NEW YORK — President Donald Trump’s administration didn’t offer “legally adequate reasons” for ending a program that spared many young immigrants from deportation if they were brought to the U.S. as children, a judge ruled Tuesday.
U.S. District Judge Nicholas G. Garaufis in Brooklyn said in a written order that the Republican president “indisputably” has the power to end the Deferred Action for Childhood Arrivals program but relied on flawed legal positions in doing so.
He said he wanted to make clear that he was not ruling that rescinding DACA is unlawful or that the administration may not end the program.

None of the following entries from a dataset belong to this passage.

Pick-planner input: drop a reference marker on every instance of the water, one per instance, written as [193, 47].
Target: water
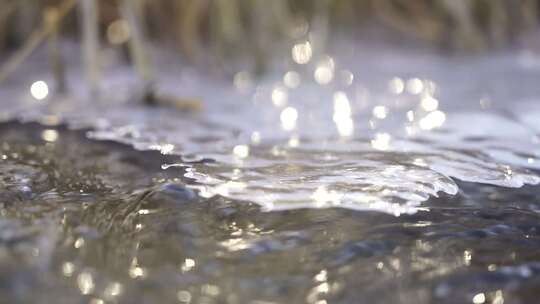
[85, 221]
[416, 177]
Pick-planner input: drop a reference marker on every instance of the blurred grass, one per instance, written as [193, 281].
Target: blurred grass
[255, 28]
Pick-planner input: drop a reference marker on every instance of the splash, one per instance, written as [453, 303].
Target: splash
[381, 142]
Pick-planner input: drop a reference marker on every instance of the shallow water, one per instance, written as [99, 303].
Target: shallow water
[97, 222]
[406, 172]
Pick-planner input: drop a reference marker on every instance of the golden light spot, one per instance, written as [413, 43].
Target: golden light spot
[415, 86]
[410, 116]
[380, 112]
[241, 151]
[68, 268]
[85, 281]
[49, 135]
[136, 272]
[342, 114]
[429, 103]
[479, 298]
[183, 296]
[79, 243]
[188, 265]
[381, 141]
[302, 52]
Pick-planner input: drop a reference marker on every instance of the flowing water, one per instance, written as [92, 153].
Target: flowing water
[389, 179]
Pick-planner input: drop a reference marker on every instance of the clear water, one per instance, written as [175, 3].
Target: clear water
[323, 193]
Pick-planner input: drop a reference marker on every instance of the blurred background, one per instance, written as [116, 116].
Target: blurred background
[225, 34]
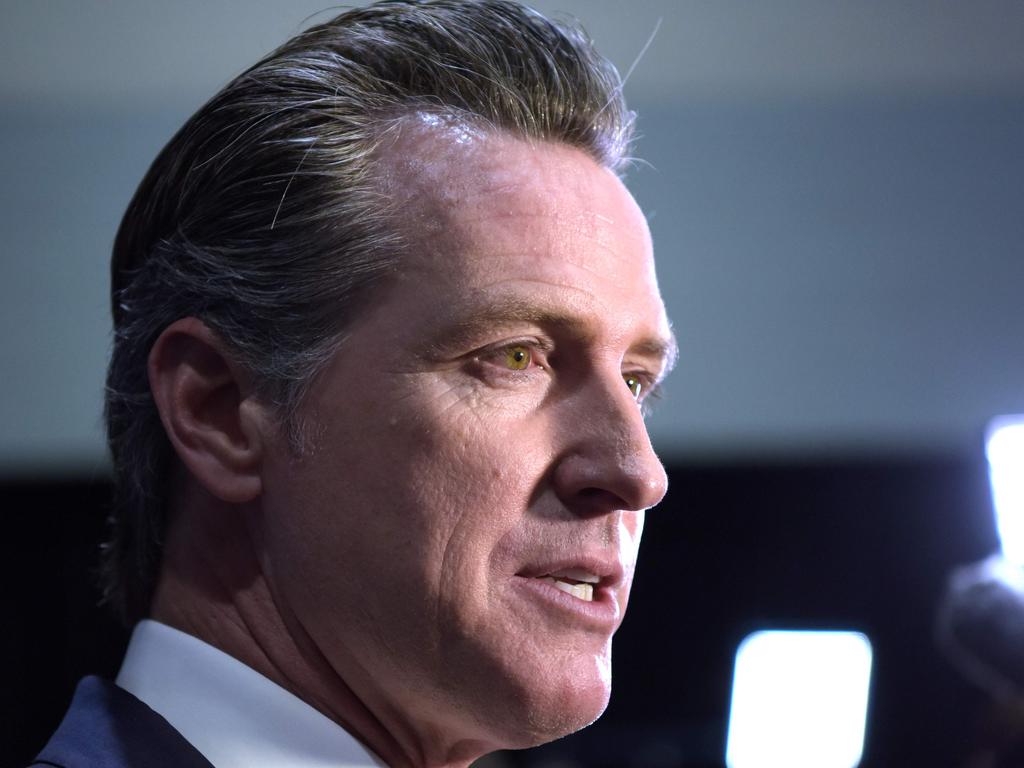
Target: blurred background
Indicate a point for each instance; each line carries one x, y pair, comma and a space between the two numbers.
835, 190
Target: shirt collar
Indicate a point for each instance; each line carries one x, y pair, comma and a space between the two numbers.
231, 714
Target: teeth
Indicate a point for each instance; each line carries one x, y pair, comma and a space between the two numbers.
577, 574
582, 591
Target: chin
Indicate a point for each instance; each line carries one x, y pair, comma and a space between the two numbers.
549, 707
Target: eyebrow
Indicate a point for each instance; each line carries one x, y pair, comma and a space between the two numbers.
474, 316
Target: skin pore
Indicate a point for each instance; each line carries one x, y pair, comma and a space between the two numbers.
478, 437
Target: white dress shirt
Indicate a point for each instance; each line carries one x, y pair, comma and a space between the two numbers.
231, 714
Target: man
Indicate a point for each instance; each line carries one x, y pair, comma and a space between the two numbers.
384, 320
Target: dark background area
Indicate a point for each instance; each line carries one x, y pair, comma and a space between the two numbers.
862, 543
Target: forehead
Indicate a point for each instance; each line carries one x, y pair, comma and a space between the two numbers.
488, 215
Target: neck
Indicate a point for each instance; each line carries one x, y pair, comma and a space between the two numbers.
212, 586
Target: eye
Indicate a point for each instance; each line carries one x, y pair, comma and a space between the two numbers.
634, 384
517, 357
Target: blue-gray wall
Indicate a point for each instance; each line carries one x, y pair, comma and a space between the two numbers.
839, 227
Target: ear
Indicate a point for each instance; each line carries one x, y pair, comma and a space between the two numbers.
205, 402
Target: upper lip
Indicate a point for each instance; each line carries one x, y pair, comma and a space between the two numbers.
607, 568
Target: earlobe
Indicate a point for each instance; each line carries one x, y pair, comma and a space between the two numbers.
207, 408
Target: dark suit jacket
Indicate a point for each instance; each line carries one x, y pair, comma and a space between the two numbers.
107, 727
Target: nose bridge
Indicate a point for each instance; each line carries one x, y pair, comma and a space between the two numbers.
612, 450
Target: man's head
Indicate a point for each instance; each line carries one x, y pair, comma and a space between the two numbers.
384, 310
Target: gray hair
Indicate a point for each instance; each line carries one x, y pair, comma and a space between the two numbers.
263, 216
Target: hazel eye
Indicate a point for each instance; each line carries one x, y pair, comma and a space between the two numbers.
517, 357
634, 384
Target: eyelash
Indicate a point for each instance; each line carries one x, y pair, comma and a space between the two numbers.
534, 349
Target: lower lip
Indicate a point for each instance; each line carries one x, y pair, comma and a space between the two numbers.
602, 612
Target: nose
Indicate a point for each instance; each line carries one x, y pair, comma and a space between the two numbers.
608, 464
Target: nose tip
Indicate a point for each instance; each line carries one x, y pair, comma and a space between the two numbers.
611, 465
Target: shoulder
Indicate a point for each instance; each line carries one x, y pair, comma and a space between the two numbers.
107, 727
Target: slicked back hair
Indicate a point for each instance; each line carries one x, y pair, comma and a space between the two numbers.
263, 216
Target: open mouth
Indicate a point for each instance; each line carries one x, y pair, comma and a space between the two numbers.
580, 584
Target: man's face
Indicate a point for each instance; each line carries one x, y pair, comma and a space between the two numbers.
459, 543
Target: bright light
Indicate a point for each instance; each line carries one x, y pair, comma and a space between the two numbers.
1005, 449
799, 700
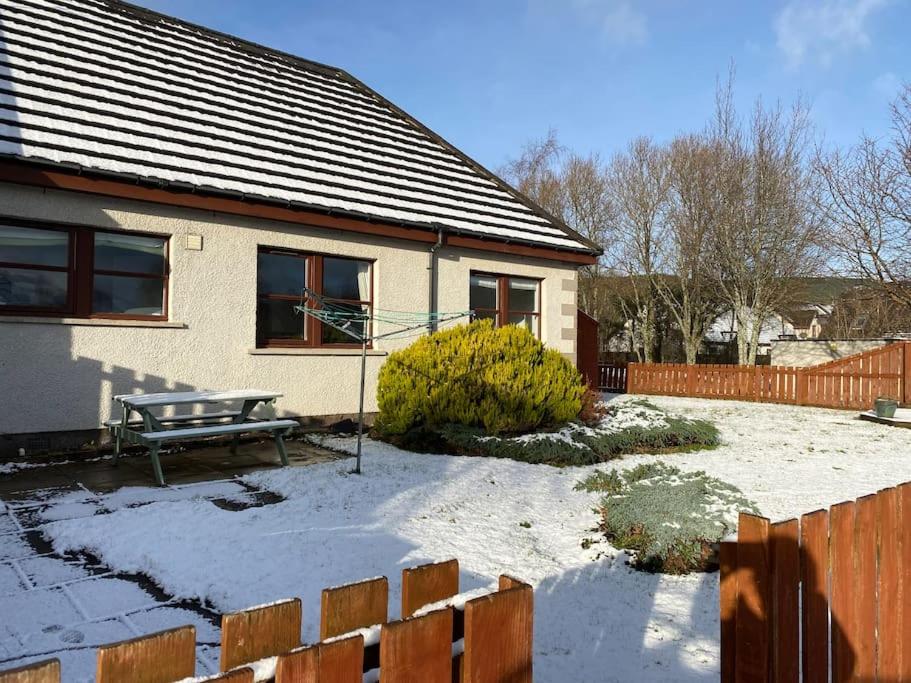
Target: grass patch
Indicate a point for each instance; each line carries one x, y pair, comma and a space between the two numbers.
625, 427
670, 521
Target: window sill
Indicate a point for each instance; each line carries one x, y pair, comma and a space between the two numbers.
277, 351
89, 322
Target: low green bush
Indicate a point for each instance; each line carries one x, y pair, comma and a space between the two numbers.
627, 427
502, 380
670, 521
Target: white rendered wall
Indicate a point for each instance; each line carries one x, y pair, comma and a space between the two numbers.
60, 376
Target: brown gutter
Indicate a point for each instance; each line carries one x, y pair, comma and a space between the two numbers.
28, 174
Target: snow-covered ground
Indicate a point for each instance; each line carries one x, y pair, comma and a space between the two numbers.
595, 619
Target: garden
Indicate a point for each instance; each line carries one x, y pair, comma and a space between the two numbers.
613, 537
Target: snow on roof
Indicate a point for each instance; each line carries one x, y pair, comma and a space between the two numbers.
114, 88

And he said his order does not require the government to grant any particular DACA applications or renewal requests.
The ruling came in lawsuits brought by immigration groups and 15 states and the District of Columbia.
Justice Department spokesman Devin O’Malley said the order doesn’t change the government’s position on the facts, including that DACA was an “unlawful circumvention of Congress.”
“DACA was implemented unilaterally after Congress declined to extend these benefits to this same group of illegal aliens,” he said.
O’Malley added that the Department of Homeland Security “acted within its lawful authority in deciding to wind down DACA in an orderly manner” and looked forward to vindicating its position in future litigation.
Attorney General Jeff Sessions has said then-President Barack Obama’s decision to implement DACA was an unconstitutional exercise of authority.
Garaufis said the Trump administration relied on an “erroneous” belief the program was unconstitutional. His ruling mirrors one issued in San Francisco in January.
The judge ordered the government to let people already in the DACA program continue enjoying protections but declined to guarantee the program to new applicants.
Garaufis said the authority for his ruling stems from the Administrative Procedure Act, which lets parties harmed by federal agencies get judicial review of agency decisions when they are arbitrary, capricious, an abuse of discretion or do not follow the law.
“The APA thus sometimes places courts in the formalistic, even perverse, position of setting aside action that was clearly within the responsible agency’s authority, simply because the agency gave the wrong reasons for, or failed to adequately explain, its decision,” the judge wrote.
He said new administrations may alter or abandon the policies of their predecessors even if policy shifts impose staggering personal, social and economic costs.
“The question before the court is thus not whether defendants could end the DACA program, but whether they offered legally adequate reasons for doing so. Based on its review of the record before it, the court concludes that defendants have not done so,” Garaufis said.
Garaufis said the decision to end the program appeared to rest exclusively on a legal conclusion that the program was unconstitutional and violated the APA and the Immigration and Nationality Act.
“Because that conclusion was erroneous, the decision to end the DACA program cannot stand,” he said.